Vardis Vardinogiannis  () is a Greek billionaire oil and shipping businessman. He is the chairman and controlling shareholder of Motor Oil Hellas, Vegas Oil and Gas and involved in numerous other shipping and business interests. Vardinogiannis was included in Lloyd's List's Most Influential People in Shipping and is also included in Forbes List with estimated fortune 1.6 billion dollars.

Early life 
Vardis Vardinogiannis was born in Episkopi, Rethymno, Crete, the son of poor farmers who originated in Agios Ioannis, Sfakia but moved to Episkopi in the early 20th century. They had eight children: six boys and two girls. Everyone helped in the fields from an early age. Vardinoyannis took elementary school during the Second World War, when Crete was occupied by the Germans. In the postwar years he moved to Athens, where he entered the Hellenic Naval Academy, from which he graduated in 1955 as an officer of the Greek Navy.

Business interests
Unlike the other more or less patriarchal Greek dynasties, the Vardinogiannis clan has spread its net worldwide and operates as a tight-knit group of relatives controlling numerous successful companies in a variety of sectors.
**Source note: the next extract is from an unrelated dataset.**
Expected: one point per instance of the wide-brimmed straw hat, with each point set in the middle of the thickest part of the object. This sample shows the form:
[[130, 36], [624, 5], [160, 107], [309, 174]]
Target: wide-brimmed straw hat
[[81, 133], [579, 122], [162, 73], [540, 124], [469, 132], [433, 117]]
Today their interests range from petroleum and shipping, to banking and media, to real estate and hotels, to publishing and charity work. As of 2015, the Vardinogiannis family have stakes in 98 companies in total in Greece and abroad.

Personal life
He married Marianna Mpournaki, and they have five children, including Giannis Vardinogiannis. He is also the brother of shipping tycoon Yiorgos Vardinogiannis, known for being many years president of Panathinaikos F.C.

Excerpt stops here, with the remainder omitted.